Expert: Philip A. Stahl - 3/19/2008

Question
Can you elaborate a bit about double layers and what role they might play in solar flares? I have been reading an article about them but don't quite get how they work!

Answer
Hello,

If you go back to two questions you asked last year, to do with magnetic mirrors in plasmas, you will see how energy is produced in these situations. In addition, we now know that magnetic mirror effects occur simultaneously with the formation of double layers, in which voltage drops are produced.

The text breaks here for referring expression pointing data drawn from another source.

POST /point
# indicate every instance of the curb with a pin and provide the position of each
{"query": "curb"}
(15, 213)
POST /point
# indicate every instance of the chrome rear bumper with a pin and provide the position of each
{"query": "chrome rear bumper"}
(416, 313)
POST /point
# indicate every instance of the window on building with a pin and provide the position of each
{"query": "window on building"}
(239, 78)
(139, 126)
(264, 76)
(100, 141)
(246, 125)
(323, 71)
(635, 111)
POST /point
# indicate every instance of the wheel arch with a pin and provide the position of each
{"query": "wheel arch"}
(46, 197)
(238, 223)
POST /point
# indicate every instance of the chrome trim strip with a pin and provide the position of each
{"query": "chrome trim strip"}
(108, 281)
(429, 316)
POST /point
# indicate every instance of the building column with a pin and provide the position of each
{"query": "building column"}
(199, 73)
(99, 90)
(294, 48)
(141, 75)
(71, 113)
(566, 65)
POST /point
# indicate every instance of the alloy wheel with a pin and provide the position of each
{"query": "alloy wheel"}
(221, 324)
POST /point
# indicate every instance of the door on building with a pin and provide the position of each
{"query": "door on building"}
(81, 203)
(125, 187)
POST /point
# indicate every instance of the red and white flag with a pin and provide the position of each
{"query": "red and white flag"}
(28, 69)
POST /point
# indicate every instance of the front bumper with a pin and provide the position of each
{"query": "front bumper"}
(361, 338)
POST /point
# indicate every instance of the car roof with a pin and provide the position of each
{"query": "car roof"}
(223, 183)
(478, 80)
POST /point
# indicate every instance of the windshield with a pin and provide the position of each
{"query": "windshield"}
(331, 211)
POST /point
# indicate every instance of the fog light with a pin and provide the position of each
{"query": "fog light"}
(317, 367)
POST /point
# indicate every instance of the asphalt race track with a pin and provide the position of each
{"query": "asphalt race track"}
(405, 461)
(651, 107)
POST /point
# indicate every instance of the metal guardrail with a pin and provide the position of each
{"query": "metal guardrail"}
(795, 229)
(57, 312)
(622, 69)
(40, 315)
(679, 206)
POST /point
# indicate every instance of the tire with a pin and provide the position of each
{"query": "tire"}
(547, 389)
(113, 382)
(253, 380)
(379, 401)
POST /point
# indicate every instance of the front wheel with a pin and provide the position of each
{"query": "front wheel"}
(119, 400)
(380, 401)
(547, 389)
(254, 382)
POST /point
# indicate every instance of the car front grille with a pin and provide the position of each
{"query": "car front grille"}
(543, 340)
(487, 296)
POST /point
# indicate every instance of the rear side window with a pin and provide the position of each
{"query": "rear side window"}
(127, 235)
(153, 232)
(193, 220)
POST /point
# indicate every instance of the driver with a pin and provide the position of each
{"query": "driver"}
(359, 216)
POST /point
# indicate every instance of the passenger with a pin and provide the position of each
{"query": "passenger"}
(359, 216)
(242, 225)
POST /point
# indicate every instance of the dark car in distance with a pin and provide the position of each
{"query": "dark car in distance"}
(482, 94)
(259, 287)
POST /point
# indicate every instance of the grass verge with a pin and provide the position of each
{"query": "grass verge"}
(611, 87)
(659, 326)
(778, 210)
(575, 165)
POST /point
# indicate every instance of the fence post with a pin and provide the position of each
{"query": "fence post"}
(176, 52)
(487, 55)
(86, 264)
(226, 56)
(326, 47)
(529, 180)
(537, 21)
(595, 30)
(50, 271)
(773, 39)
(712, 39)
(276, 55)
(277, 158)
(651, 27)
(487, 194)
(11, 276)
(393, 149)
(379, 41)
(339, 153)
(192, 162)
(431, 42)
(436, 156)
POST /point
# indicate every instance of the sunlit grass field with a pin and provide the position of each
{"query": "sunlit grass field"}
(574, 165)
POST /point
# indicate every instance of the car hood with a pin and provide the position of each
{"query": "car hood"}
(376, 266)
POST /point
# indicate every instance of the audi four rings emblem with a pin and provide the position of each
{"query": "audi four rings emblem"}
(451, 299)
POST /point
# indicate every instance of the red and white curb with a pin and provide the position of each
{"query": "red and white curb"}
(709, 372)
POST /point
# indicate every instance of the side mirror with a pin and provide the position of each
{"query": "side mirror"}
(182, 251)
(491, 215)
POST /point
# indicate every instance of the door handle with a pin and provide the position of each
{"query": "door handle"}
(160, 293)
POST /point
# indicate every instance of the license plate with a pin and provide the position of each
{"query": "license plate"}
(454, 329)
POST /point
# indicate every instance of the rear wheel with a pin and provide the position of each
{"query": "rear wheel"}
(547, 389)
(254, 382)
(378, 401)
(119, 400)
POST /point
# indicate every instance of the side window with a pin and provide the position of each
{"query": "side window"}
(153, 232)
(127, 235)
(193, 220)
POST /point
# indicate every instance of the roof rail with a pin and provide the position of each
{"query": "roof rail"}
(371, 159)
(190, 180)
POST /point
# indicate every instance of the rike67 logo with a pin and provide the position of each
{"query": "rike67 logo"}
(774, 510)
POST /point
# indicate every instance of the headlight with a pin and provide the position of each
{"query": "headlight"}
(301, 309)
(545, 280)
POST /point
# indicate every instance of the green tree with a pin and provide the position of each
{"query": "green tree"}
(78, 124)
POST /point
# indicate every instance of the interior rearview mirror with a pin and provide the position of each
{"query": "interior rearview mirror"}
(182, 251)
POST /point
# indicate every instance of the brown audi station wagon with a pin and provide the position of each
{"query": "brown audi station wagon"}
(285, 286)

What are these double layers?

Basically, a double layer occurs in a plasma and consists of two parallel layers with opposite electrical charge. Think of a capacitor C here)

----------- ++++++
C

----------- (- - - )


A capacitor is a kind of artificial double layer, though it is dramatically different from the type which can occur in solar structures since: i) the latter can also be curved to fit solar loops, ii) the voltages between layers are extremely high - or order 10^9 Volts or more, and iii) the separation dimension is extremely small - on the order of about 100 Debye lengths (according to Volwerk & Kuijpers, Astrophysical Journal Supplement Series, Vol. 90, p. 589, 1994)

The definition of Debye length, for electrons is:

L(De) = (eps_0 k T_e/  n_o q^2)^1/2

where eps_0 is the permittivity of free space (8.85 x 10^-12 F/m), k is the Boltzmann constant (1.38 x 10^-23 J/K), T_e is the electron temperature (~ 10^7 K), n_o is the particle density (e.g. 9.0 x 10^10 /cm^3), and q is the electronic charge).

In solar conditions one distinguishes between "strong" double layers and "weak" ones. Generally, a DL is "strong" provided:

q V(D)/ k T_e  > >   1

where V(D) is the potential drop, q the charge, k the Boltzmann constant and T_e the electron temp. as before.

V(D) appears because in all DLs, the charge cause a strong electric field (E) and a correspondingly sharp change in voltage (electrical potential) across the double layer. Then electrons (or ions) which enter the double layer are accelerated.  They may also be decelerated. Generally, DLs separate regions of plasma with quite different characteristics, for example different densities, Debye lengths, electron temperatures etc.

For solar flares, Hannes Alfven (Cosmic Plasma, 1981, p. 33) energy ought to be minimally generated at the rate:

E/t  =   I V(D)

In the vicinity of typical flares, the current I ~  10^11 A, and as I noted earlier typical potential drops V(D) ~  10^9 V.

Then E/t  ~   (10^11 A) (10^9 V) ~   10^20 J/s

Is this reasonable? A typical optical class 1B H-alpha flare will have an energy of 10^23 J.  It has a duration ~ 1000 s.

So:    10^23 J/  10^3 s  =    10^20 J/s

So, indeed, it is quite reasonable.

Actually physically identifying DLs near flare sites is a whole other project entirely. And because of their small scale (typically on the order of cm) this is indeed difficult. So, the best we can do now is try to look at some key quantitative parameters, and see if magnetic mirrors may be operative  - and then infer the presence of DLs from those.

Hope this helps!